Vous y trouverez également une analyse sur les prisons, zones de grandes fragilités sociales et psychologiques où le prosélytisme trouve à l'évidence un terrain favorable pour prospérer, mais où nos moyens d'actions peuvent également aboutir à des résultats visibles.
Vous y trouverez enfin une liste d'indicateurs qui, croisés et recoupés avec les observations de terrain, seront autant de moyens de détecter les étapes d'un processus de glissement vers la pratique sectaire puis la violence.

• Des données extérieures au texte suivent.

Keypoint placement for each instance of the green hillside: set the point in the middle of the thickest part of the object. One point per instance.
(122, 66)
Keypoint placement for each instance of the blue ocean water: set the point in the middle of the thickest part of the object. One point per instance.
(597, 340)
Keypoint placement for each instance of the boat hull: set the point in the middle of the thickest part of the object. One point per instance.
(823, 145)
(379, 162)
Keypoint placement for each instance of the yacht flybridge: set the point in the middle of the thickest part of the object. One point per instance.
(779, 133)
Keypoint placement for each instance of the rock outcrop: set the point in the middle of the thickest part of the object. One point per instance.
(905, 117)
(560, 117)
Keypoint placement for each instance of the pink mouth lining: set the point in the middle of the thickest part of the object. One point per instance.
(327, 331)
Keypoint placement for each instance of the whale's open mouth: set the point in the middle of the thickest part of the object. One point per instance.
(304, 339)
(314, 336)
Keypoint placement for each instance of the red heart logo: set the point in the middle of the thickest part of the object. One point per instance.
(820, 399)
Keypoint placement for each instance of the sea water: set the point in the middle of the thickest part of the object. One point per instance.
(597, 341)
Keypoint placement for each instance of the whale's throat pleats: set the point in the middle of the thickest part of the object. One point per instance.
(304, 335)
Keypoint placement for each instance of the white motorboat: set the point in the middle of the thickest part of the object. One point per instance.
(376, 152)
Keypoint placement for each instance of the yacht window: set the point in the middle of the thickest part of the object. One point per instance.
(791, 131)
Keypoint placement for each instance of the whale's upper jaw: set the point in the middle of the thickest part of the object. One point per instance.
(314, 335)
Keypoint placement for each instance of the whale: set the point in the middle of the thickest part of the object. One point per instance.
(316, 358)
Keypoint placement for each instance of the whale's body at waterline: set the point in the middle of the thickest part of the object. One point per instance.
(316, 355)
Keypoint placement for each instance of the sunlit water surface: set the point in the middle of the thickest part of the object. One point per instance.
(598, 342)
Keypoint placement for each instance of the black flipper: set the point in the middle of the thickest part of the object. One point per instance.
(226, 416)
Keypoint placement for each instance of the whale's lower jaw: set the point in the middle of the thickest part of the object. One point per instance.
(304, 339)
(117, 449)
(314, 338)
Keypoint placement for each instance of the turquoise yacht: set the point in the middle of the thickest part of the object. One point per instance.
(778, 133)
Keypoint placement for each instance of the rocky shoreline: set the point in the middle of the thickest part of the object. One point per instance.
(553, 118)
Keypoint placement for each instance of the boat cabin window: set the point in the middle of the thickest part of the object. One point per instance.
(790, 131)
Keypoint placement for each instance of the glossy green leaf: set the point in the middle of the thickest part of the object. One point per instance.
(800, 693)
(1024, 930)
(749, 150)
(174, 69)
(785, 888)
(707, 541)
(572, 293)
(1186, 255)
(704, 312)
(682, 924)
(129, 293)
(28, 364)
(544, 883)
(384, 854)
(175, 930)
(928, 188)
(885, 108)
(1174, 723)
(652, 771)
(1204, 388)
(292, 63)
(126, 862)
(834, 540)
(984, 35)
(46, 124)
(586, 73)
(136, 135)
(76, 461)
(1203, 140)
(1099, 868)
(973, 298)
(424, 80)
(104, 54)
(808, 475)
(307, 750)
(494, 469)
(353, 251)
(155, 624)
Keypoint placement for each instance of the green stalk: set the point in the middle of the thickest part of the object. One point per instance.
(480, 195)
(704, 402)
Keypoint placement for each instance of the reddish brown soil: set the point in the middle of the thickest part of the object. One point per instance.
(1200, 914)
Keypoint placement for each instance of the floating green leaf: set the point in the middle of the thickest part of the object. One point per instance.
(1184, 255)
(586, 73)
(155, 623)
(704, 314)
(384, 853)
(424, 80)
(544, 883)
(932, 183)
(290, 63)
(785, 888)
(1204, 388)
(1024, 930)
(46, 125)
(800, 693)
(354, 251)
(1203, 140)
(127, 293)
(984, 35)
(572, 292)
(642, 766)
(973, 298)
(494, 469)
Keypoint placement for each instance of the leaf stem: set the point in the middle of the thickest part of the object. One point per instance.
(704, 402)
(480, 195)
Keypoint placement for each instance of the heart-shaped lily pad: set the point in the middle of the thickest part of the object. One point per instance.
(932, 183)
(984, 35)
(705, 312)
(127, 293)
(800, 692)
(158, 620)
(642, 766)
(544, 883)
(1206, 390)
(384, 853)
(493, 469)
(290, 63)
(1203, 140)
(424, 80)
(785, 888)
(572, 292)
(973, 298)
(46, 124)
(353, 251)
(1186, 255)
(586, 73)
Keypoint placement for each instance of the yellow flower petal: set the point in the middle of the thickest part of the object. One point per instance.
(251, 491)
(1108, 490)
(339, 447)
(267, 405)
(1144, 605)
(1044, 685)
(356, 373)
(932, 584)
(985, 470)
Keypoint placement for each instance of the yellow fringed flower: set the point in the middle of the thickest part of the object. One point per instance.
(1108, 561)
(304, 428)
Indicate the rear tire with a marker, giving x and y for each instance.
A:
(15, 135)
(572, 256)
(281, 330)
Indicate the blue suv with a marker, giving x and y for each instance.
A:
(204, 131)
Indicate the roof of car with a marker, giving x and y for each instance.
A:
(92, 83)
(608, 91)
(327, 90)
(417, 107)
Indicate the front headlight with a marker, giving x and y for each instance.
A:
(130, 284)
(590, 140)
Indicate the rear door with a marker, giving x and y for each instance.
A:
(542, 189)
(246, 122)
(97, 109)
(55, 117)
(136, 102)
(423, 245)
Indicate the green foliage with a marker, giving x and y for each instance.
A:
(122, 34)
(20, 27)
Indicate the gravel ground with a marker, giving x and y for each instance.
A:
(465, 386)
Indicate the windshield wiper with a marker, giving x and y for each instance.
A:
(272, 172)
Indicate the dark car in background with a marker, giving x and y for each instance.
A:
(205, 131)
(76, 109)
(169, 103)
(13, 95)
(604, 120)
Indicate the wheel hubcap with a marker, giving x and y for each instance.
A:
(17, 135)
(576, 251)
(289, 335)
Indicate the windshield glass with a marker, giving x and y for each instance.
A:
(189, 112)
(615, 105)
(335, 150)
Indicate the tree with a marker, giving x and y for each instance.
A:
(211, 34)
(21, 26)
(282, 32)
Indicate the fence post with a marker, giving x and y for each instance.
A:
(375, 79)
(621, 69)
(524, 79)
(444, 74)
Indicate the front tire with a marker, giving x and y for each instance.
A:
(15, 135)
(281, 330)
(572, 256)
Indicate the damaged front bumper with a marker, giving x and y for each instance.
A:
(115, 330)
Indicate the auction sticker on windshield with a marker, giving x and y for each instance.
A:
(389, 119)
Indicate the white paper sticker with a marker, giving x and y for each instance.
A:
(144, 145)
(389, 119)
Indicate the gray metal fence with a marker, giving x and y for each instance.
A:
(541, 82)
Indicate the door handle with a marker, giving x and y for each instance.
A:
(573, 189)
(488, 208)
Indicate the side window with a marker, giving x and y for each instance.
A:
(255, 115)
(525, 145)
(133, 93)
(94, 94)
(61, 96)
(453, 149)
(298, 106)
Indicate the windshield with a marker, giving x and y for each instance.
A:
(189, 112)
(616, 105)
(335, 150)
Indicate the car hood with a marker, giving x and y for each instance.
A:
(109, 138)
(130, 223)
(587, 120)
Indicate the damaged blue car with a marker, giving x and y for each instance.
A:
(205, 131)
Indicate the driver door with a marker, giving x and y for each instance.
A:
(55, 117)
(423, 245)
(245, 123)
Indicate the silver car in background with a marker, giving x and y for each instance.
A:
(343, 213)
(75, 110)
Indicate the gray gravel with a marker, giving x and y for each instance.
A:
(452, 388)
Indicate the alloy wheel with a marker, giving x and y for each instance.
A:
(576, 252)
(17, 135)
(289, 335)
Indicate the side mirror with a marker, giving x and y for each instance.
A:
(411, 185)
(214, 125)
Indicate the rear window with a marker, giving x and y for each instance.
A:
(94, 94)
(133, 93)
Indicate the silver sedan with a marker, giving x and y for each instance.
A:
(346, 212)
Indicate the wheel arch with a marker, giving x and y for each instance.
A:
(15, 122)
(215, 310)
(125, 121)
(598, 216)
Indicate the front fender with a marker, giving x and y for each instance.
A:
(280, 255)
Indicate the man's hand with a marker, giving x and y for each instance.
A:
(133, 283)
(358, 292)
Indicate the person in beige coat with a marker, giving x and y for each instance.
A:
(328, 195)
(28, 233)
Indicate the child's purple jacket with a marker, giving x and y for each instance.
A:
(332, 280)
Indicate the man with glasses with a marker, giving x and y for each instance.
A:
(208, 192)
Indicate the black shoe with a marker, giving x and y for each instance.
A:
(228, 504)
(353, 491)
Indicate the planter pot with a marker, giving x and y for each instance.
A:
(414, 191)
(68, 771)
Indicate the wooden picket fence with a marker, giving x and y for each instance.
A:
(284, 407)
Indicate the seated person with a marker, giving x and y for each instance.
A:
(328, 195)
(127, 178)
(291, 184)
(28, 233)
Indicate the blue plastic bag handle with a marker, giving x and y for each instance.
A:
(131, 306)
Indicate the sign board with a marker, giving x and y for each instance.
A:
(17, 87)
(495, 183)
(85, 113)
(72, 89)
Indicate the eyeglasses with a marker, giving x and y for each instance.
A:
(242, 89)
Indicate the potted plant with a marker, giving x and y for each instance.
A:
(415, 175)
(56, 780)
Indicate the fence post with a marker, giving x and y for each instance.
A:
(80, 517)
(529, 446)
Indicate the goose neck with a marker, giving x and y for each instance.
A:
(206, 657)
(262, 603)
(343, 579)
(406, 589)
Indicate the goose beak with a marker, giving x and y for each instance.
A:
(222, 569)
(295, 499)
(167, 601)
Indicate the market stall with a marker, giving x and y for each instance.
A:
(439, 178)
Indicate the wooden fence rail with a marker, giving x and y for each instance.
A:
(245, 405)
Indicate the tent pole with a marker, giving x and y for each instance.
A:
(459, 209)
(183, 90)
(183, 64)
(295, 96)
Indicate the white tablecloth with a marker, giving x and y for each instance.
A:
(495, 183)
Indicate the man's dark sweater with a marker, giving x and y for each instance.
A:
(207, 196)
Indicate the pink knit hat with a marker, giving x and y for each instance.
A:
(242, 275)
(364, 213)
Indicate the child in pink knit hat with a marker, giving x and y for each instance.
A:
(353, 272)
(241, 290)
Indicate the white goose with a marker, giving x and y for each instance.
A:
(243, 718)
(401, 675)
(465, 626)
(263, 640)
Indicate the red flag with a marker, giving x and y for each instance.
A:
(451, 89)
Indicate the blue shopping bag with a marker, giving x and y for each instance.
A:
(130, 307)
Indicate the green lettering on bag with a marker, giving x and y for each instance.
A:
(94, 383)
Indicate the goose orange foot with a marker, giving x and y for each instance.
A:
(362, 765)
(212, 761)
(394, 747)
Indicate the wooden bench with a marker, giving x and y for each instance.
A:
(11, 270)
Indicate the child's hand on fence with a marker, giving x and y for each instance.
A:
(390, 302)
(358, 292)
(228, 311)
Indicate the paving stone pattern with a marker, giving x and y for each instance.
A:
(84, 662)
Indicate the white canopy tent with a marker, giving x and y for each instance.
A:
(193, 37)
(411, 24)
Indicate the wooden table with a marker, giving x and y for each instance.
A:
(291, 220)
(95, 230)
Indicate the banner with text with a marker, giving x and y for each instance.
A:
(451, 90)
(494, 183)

Ce manuel est tourné vers l'action. Vous y trouverez des recommandations et de perspectives de travail pour permettre aux individus abusés par le discours d'islamistes radicaux de sortir de ces processus d'enfermement et d'illusion intellectuels.
La réalisation de ce manuel s'inscrit dans une action plus globale de Présidence Française de l'Union Européenne contre le terrorisme.
La radicalisation ne se limite pas au seul milieu carcéral.
Sans chercher à la surestimer, nous devons avoir conscience que la radicalisation est à la portée de tout lieu de transmission de l'information, comme les universités et le milieu associatif.
C'est pourquoi j'ai fait de l'actualisation du "plan d'action en matière de radicalisation et de recrutement des terroristes" l'une des priorités de la présidence française de l'Union Européenne.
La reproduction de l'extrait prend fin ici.